NASHVILLE — A new Tennessee law will impose higher taxes on large railroads to pay for the needs of short-line railroads.

The language of what is known as the Transportation Fuel Equity Act doesn’t seem to explicitly say as much. Taxing large railroads, however, is the law’s primary intent, said Tausha Alexander, executive director of Tennessee Railroad, Inc.

Large out-of-state companies will benefit from this law because they are the primary owners of the smaller railroads, Alexander said, adding that no other state has a law quite like this.

EQUITY: An organization representing the interests of large railroads in Tennessee says they will have to start subsidizing smaller railroads.

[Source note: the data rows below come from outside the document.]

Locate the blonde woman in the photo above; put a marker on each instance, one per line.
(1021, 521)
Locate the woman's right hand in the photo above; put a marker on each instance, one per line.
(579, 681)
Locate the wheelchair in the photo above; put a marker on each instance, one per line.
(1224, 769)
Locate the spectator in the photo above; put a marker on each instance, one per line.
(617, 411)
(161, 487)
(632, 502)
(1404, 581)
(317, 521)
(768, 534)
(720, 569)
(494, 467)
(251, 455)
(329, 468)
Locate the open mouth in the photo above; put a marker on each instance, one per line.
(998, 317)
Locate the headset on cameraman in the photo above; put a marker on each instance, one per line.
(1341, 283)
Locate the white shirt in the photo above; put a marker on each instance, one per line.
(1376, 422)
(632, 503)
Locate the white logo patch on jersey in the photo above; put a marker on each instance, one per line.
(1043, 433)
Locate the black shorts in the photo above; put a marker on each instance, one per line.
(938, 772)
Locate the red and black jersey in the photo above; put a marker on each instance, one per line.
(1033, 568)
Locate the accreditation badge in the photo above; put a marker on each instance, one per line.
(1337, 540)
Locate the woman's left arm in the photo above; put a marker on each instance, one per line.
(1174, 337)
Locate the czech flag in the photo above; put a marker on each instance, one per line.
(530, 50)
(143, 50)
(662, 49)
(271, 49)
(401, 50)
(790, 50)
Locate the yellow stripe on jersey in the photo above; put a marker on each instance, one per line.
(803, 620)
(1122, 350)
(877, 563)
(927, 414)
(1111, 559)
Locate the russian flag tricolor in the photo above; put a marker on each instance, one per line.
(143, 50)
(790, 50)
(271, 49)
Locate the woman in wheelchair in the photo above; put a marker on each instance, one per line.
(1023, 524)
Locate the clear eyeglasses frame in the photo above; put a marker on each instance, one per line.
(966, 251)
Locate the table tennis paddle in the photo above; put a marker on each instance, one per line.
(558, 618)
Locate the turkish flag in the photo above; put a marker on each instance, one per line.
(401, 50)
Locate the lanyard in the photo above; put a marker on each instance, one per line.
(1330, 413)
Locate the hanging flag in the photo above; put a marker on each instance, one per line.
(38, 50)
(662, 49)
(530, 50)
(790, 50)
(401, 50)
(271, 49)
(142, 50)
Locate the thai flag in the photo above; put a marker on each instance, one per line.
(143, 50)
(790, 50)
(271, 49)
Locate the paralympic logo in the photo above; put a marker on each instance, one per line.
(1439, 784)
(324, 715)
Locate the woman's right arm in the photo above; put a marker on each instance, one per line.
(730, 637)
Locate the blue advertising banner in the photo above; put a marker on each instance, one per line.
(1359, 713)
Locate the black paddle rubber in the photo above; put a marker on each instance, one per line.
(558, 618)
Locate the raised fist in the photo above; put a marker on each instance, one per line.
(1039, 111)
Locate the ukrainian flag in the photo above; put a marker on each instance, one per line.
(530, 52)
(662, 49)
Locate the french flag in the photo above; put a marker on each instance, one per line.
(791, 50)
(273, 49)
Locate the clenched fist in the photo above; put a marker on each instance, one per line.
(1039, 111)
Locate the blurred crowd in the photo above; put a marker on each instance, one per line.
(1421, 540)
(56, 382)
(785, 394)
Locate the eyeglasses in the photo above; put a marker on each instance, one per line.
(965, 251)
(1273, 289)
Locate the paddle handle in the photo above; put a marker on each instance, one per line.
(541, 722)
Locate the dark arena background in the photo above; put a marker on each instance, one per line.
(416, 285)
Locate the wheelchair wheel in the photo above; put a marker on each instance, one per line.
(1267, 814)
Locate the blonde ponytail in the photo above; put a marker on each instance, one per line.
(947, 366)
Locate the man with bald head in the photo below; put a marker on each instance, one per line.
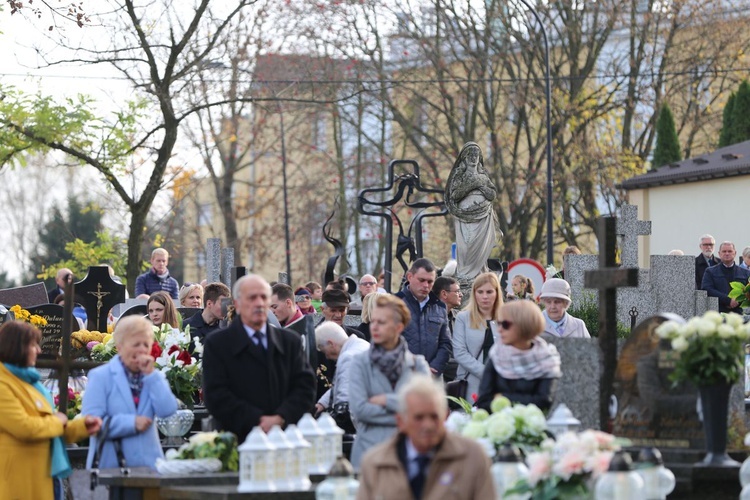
(62, 275)
(253, 372)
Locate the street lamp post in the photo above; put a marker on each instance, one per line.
(547, 94)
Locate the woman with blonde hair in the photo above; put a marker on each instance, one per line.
(475, 330)
(368, 305)
(191, 295)
(378, 373)
(161, 309)
(522, 367)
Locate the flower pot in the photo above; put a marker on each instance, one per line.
(715, 407)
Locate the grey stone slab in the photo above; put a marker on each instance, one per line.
(213, 260)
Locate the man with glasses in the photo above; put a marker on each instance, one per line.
(705, 259)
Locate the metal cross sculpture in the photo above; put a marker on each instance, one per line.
(409, 183)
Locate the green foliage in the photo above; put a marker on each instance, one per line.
(667, 148)
(726, 122)
(740, 130)
(105, 249)
(587, 310)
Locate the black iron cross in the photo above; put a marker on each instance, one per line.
(607, 279)
(64, 364)
(410, 183)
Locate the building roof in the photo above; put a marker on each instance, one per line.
(730, 161)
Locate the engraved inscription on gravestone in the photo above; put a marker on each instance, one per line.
(651, 411)
(52, 332)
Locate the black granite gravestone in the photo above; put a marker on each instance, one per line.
(52, 331)
(24, 296)
(650, 410)
(98, 293)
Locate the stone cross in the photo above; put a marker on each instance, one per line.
(607, 279)
(629, 228)
(213, 260)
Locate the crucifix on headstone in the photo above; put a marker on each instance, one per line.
(629, 228)
(64, 364)
(607, 279)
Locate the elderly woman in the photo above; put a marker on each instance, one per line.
(378, 373)
(475, 330)
(522, 367)
(33, 460)
(191, 295)
(556, 299)
(161, 309)
(130, 393)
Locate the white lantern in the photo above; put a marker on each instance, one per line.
(257, 463)
(282, 466)
(340, 483)
(620, 482)
(507, 470)
(562, 421)
(300, 449)
(334, 437)
(658, 481)
(312, 433)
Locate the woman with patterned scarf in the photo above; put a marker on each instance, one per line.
(378, 373)
(33, 460)
(523, 367)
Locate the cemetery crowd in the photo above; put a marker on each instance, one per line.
(266, 363)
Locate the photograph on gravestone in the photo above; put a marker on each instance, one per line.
(651, 411)
(52, 331)
(98, 293)
(25, 296)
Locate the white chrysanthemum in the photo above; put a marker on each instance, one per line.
(500, 427)
(474, 430)
(679, 344)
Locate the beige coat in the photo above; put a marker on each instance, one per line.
(460, 470)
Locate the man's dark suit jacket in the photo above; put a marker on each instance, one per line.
(700, 267)
(716, 284)
(242, 383)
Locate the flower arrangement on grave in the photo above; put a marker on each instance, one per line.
(710, 348)
(174, 357)
(740, 292)
(567, 468)
(75, 401)
(221, 445)
(522, 425)
(24, 315)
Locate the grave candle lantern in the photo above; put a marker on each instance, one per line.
(562, 421)
(282, 469)
(312, 433)
(300, 478)
(257, 461)
(620, 481)
(658, 480)
(333, 439)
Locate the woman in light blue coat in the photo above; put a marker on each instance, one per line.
(378, 373)
(475, 331)
(129, 392)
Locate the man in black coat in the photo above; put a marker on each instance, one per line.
(255, 373)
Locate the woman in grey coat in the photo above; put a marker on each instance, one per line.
(378, 373)
(475, 331)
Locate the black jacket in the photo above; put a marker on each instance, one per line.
(242, 383)
(539, 392)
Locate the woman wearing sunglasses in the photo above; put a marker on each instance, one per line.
(522, 366)
(475, 330)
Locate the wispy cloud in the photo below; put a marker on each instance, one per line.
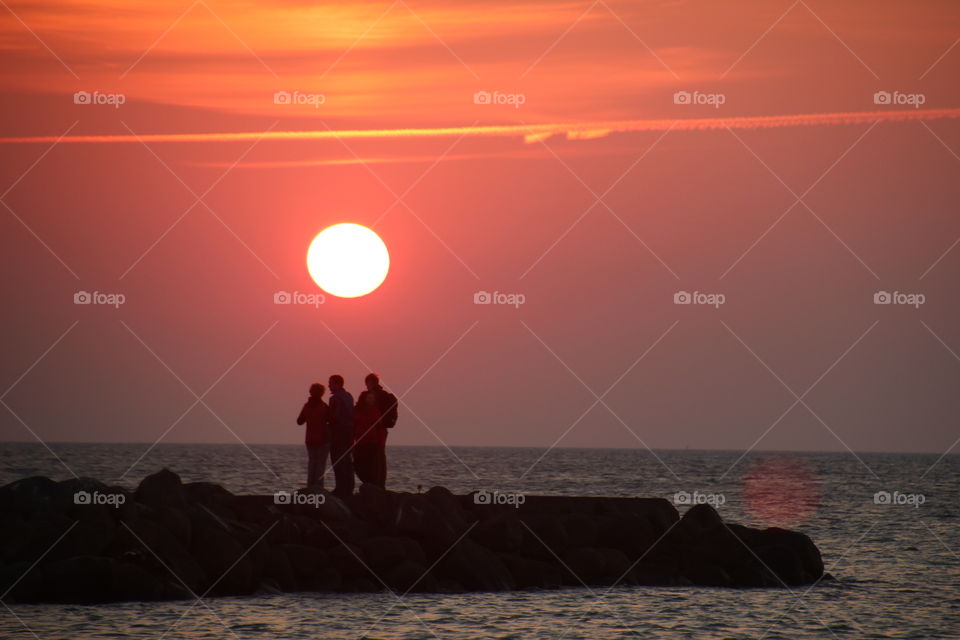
(529, 133)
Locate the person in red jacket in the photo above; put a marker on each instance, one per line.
(314, 415)
(376, 411)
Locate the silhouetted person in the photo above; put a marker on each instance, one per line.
(341, 436)
(376, 412)
(314, 414)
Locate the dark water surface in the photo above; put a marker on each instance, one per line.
(897, 566)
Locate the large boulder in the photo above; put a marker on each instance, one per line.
(224, 560)
(31, 496)
(93, 579)
(162, 489)
(148, 544)
(410, 575)
(475, 567)
(529, 573)
(502, 532)
(596, 566)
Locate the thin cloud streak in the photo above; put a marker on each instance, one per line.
(530, 133)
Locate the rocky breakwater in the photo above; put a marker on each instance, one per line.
(81, 541)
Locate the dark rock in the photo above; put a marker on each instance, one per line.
(31, 496)
(475, 567)
(148, 544)
(709, 576)
(162, 488)
(22, 582)
(169, 540)
(271, 565)
(383, 552)
(502, 532)
(698, 520)
(532, 574)
(581, 529)
(349, 561)
(224, 560)
(545, 538)
(81, 580)
(591, 566)
(408, 576)
(209, 494)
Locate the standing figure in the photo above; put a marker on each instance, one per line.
(376, 412)
(341, 436)
(314, 415)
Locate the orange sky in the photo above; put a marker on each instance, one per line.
(593, 189)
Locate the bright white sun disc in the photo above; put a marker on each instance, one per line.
(348, 260)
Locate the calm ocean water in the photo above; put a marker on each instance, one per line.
(897, 566)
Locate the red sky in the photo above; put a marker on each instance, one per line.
(798, 197)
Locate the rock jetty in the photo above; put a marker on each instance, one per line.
(81, 541)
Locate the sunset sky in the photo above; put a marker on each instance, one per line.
(640, 149)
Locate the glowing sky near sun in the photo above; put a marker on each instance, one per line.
(594, 157)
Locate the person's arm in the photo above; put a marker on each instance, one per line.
(302, 417)
(332, 410)
(390, 415)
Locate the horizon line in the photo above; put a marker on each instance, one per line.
(494, 446)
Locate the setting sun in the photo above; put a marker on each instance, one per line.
(348, 260)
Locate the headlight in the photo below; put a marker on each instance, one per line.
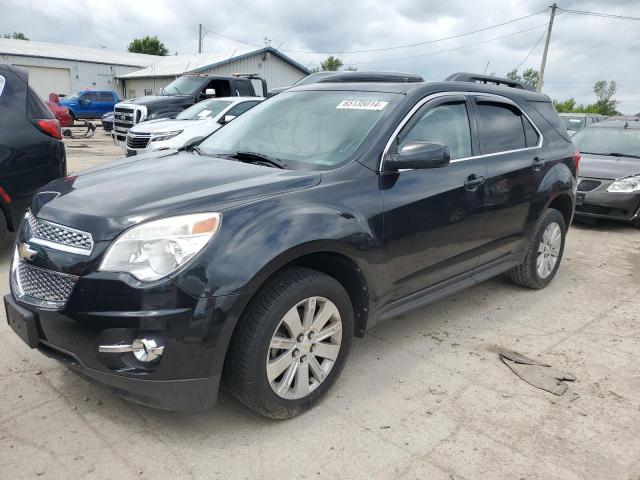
(165, 136)
(625, 185)
(155, 249)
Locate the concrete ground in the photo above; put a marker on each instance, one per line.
(423, 396)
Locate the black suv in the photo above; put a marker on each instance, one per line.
(31, 151)
(260, 253)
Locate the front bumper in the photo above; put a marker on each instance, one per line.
(598, 203)
(195, 333)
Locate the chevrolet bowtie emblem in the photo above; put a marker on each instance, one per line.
(25, 252)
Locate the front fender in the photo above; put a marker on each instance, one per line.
(256, 240)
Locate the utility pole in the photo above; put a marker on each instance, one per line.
(546, 46)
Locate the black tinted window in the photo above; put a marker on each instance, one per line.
(547, 110)
(36, 110)
(446, 124)
(500, 128)
(530, 133)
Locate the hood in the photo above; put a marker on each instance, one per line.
(108, 199)
(168, 125)
(604, 166)
(152, 100)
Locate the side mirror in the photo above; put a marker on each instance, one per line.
(226, 119)
(419, 155)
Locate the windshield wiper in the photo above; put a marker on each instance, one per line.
(253, 157)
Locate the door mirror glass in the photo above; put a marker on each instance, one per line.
(419, 155)
(226, 119)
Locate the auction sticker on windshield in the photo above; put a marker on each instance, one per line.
(362, 104)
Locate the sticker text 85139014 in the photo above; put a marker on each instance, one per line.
(362, 105)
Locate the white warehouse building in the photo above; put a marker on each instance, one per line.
(57, 68)
(61, 69)
(277, 69)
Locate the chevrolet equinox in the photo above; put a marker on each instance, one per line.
(257, 254)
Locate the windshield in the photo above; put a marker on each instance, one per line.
(182, 86)
(573, 123)
(206, 109)
(316, 130)
(608, 140)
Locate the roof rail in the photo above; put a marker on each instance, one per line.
(487, 79)
(378, 77)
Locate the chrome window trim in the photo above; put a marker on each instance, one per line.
(428, 98)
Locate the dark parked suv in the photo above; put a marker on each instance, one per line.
(31, 150)
(260, 253)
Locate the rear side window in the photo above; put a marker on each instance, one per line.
(530, 133)
(547, 110)
(36, 110)
(500, 127)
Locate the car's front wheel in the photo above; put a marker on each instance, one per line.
(291, 343)
(544, 253)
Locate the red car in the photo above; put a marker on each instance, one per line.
(61, 113)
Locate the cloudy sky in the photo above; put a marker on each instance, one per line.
(583, 49)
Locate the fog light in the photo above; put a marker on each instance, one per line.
(144, 349)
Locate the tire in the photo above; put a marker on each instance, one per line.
(528, 274)
(252, 357)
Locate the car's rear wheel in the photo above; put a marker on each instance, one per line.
(291, 343)
(544, 253)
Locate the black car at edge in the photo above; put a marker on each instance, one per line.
(31, 149)
(259, 253)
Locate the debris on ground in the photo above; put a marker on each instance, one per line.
(536, 373)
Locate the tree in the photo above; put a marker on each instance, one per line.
(331, 64)
(16, 36)
(530, 76)
(149, 45)
(604, 105)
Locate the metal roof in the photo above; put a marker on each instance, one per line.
(28, 48)
(171, 66)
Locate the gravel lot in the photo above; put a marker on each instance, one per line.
(423, 396)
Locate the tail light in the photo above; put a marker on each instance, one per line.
(50, 127)
(576, 159)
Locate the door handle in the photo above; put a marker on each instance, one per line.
(537, 164)
(473, 182)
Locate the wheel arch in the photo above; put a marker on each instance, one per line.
(332, 260)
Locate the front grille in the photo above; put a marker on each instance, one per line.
(588, 185)
(60, 235)
(597, 209)
(137, 140)
(123, 119)
(53, 288)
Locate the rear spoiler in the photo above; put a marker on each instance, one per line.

Republican Gov. Bill Haslam is expected to sign the bill into law.

The law will impose a 17-cent per gallon tax on these large Class 1 railroad carriers. It’s the same tax the state imposes on large commercial trucks that travel Tennessee’s highways, Alexander said.

But Alexander seems to have a problem with the legislation’s use of the term “equity.”

“It’s important to note that barges were omitted out of the bill because of the amount of opposition that those interests raised to the legislation,” Alexander said. “We wouldn’t describe it as an equity fuel bill at all, in any circumstance.”

The legislation’s two sponsors, state Rep. Gerald McCormick, R-Chattanooga, and state Sen. Mark Norris, R-Collierville, didn’t return Tennessee Watchdog’s requests for comment.

“It was aimed at the railroads,” Alexander told Tennessee Watchdog.

The new law, she added, essentially subsidizes one segment of the railroad industry by taxing another.

“It arises out of a lawsuit, which the state lost in a ruling in 2013, related to the sales tax applied to diesel fuel in the state that only railroads were paying, and so the state is currently enjoined from collecting tax under that old regime, which was a sales tax. They came with a new proposal this year for a new tax for the railroads,” Alexander said.

“It’s essentially the Highway Use Tax that trucks pay. It puts us in that section of the code, essentially making it a user consumption tax,” she said.

LOBBYING: Heavily lobbying from short line railroad interests helped sway Republican legislators, according to Tausha Alexander.

In an editorial she wrote for the Tennessean earlier this month, Alexander said the new tax will take revenue from Class 1 railroads to pay for track and bridge rehabilitation needs for smaller railroads, known as short lines, in some parts of Tennessee.

Short lines generally service small towns and small industrial needs.

“The short lines portray an image as local, small-town businesses serving the local good while barely skimming by financially,” Alexander wrote.

During the past two decades, the equity fund has provided $210 million to 18 short-line railroads in the state, Alexander added.

“A local rail authority is required to receive funds, but most of these short lines are owned and/or operated by corporations — in many cases, large companies that operate short lines in multiple states.”

Alexander told Tennessee Watchdog an intense lobbying effort from short-line railroad business interests was enough to sway majority Republican legislators into passing the bill.

The law doesn’t become effective until July 1.